NEWTON Abbot Spurs will have a new face in the dugout next season following some recruitment from their cross-town rivals.
The club announced on Monday that Buckland Athletic Reserves boss Marc Revell would be making the short switch from Homers Heath to The Rec to work alongside Ross Bellotti.
Revell, who joins as first team manager, racked up more than 350 appearances as a player for Buckland before taking on a managerial role with the club’s reserve side.
Having won the SDFL Premier Division and the Herald Cup in his first season shadowing Neil Snell on the sideline, Revell led the team on two promising runs in the Devon Football League before both seasons were curtailed.
But with league rules meaning that Buckland’s second string cannot be promoted, the prospect of Peninsula League football elsewhere is an itch Revell says he needed to scratch.
‘The chance to progress and test myself was ultimately too good to turn down,’ he explained this week.
‘I look back on my time at Buckland as a player and a manager as being successful. I’m confident we would’ve won the title in one of the curtailed Devon Football League seasons.
‘I take my Saturdays very seriously, and I’ve been very blessed at Buckland to have been able to win a few things.
‘And based on some of the feedback I’ve had from Ross, that’s one of the reasons the players at Newton Spurs are excited to work with me. They’ve spent a bit of time not winning stuff and they want to change that.’

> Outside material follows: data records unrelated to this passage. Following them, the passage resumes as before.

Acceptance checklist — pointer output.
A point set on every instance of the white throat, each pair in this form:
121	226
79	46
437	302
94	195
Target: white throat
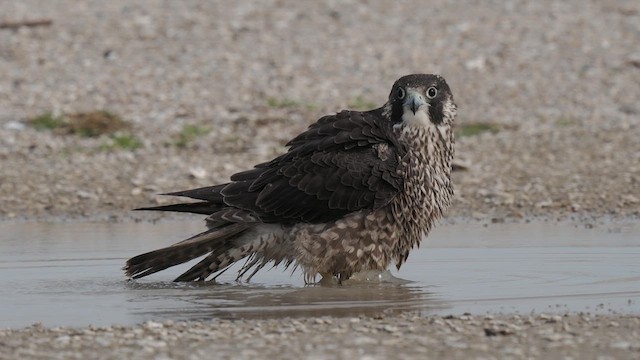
420	118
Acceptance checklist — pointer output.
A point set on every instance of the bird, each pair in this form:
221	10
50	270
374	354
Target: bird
355	191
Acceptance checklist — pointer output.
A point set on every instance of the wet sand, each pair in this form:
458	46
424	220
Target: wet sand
556	82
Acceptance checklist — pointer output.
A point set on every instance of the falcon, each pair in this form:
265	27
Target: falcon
356	191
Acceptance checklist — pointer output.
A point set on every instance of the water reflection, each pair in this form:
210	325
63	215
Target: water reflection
70	274
204	300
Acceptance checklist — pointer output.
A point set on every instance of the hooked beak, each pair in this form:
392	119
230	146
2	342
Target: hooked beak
414	100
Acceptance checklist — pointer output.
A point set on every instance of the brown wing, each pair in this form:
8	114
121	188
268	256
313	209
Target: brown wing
343	163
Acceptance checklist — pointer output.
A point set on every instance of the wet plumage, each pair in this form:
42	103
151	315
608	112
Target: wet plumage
356	191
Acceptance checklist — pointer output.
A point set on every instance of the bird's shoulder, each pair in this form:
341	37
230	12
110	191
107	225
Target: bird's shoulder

Revell wasn’t set on a career in management during his time as a player, but a campaign working with Snell gave him an appetite for more.
‘I never really fancied management during my playing days,’ he explained. ‘Believe it or not I was actually a pretty quiet player – I’d give referees a bit of stick but I wasn’t a big voice in the dressing room.
‘But working alongside Neil in that first season actually made me want more. It’s been fairly natural for me to stand up and just tell the lads what I think.
‘Now I’m hungry and just want to keep earning my stripes at the best club possible for my situation right now.
‘And the messages of encouragement I’ve been receiving since the announcement seem to have justified it to me that I’ve made the right decision.’
As a naturally confident person, it comes as no surprise that Revell joins the Spurs with some lofty expectations of what they can achieve during his time in charge.
He said: ‘Naturally, my confident self says I want to win the league there.
‘When we took the Reserves into the DFL I was told to consolidate and stay in the division, but I was confident of getting top six and we were on course to out-perform that.
‘That being said, I’m not deluded. I know a few of the lads have moved on. I think a top half finish is very much possible if the players work hard.
‘Then hopefully we can build something really good over the next three years or so.’
Spurs chairman Bellotti, who has known Revell personally for more than 20 years, said that from his perspective the appointment makes complete sense.
‘Marc has been around and done it while being successful along the way,’ he explained. ‘I first contacted him about it around a month ago, and I think the way he’s handled the whole thing has been exemplary.
‘He’ll be the manager – in my experience having joint managers doesn’t really work.
‘The key thing is communication with the players and you don’t want to muddy the water, so I’ll be stepping back a bit from that side of things.’
Bellotti also hopes that the move will bring some stability to The Rec, adding: ‘I took over to build the club around the right people.
‘We don’t wand a succession of yo-yo players – we want to build on what has historically made the club so great, and that’s local people.’
Revell was set to take his first training session yesterday, with a trip to Exwick Villa scheduled for next Saturday after tomorrow’s clash with Topsham Town was called off.
The Spurs have also added a new sponsor ahead of the coming season in the form of Pavilion Construction.
‘We really are very grateful to them for lending their support in what is still a difficult time for many businesses,’ Bellotti said.